The Thinning Veil – This Halloween-themed short focuses on a seance where a woman looks to get answers from her deceased husband. Dripping with fall vibes and loaded with one killer scare, this was my favourite short of the festival.

Payback – When a man wakes up, tied to a chair with a masked man navigating him, we find out that maybe not everything is as it seems. Extremely gruesome in parts, Payback has a real edge to it and with a surprising twist it is certainly memorable.

Elevaterror – A 2D animated effort where an office elevator may lead to the gates of some sort of hell. A truly bonkers concept that doubles down on its absurdity and is all the better for it.

Where There’s Smoke – A melancholic short that feels a tad rushed. Deals with the grieving process, which can be a raw experience. The conclusion does feel abrupt and it sometimes lacks direction, but at the same time isn’t that sometimes what grief does to us?

Cassette – When a teenager looking for work takes up a job at the local video store he gets more than he bargains for in this original and bonkers short. Riddled with dark humour and the nostalgia of the Blockbuster days Cassette is one short that has the legs to become a feature under the right care.

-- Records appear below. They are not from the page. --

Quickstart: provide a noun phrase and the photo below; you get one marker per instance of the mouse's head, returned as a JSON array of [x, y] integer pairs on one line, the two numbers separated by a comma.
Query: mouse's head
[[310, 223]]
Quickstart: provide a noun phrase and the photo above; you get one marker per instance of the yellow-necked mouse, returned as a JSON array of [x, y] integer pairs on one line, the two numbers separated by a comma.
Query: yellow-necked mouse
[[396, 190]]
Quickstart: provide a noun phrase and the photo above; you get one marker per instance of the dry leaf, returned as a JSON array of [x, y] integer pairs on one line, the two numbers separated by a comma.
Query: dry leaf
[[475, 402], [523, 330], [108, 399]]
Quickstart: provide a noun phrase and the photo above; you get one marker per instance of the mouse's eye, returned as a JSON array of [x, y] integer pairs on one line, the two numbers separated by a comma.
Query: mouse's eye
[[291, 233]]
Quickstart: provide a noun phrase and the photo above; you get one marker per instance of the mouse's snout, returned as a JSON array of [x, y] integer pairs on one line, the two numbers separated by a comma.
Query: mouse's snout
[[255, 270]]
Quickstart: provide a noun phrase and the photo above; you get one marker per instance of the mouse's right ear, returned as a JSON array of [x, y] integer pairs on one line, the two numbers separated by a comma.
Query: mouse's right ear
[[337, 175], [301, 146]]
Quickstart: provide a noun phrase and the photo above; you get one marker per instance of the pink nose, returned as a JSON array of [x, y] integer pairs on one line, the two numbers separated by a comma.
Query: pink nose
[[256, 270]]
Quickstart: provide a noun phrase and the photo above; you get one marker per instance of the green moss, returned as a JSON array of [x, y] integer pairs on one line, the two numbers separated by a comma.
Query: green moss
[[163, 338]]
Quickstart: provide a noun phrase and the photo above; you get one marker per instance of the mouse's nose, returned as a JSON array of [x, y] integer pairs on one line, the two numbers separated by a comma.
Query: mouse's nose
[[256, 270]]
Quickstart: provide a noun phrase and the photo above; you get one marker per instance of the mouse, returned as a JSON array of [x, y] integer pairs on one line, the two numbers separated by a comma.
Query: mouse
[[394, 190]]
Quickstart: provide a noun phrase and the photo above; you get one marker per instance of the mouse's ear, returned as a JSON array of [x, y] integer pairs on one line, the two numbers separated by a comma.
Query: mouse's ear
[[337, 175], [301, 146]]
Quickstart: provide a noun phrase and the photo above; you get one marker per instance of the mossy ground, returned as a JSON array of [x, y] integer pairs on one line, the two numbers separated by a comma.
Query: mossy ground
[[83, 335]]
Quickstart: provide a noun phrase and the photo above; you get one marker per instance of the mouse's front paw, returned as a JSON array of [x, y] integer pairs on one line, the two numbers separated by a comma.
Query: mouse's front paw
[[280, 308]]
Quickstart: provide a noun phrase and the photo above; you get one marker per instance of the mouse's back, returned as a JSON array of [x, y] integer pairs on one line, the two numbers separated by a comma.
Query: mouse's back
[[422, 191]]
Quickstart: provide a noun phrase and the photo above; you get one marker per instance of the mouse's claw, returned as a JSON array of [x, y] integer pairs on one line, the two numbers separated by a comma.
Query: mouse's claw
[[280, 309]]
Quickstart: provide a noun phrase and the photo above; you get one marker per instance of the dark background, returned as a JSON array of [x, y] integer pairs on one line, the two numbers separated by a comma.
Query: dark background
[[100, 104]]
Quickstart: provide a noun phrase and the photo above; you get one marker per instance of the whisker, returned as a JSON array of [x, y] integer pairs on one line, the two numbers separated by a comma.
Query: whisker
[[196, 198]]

Dead End – Another stylish short which does a lot with very little. A man waiting for a meeting in the middle of nowhere runs afoul of a werewolf. Dead End does well hiding its limitations, keeping the wolf mainly in the shadows. A stylish orchestral score with decent practical FX help to elevate this short which could have easily slipped into mediocrity.

Where Still Water Lies – This folk horror drips with dread and takes its time to unravel its coils as a couple look to enjoy a rural retreat but have they gone to the right cabin?

Genuinely chilling at times with a mood that recalls Don’t Look Now.

Shared Document – A brother and sister attempt to the write the eulogy of their recently deceased father using a shared document but is there a third party aiming to get in on the act?

Definitely a film for fans of Host, Shared Document builds up its tension to very intense levels using every trick in the book and carries a real atmosphere. A highly accomplished film.

Council House and Violent – A girl gets more than bargains for after not checking her tenancy agreement. A mix of black comedy and the occult, Council House and Violent is also loaded with social commentary. Fun but quite disposable.

Devil’s Play – Mixing the world’s of demonic possession and VR, Devil’s Play attempts to ground its rather fantastical elements in the guise of a single parent family and an estranged father trying to please his daughter. Devil’s Play is ambitious and is loaded with nightmarish imagery, crafting a wholly dark and at times scary tale.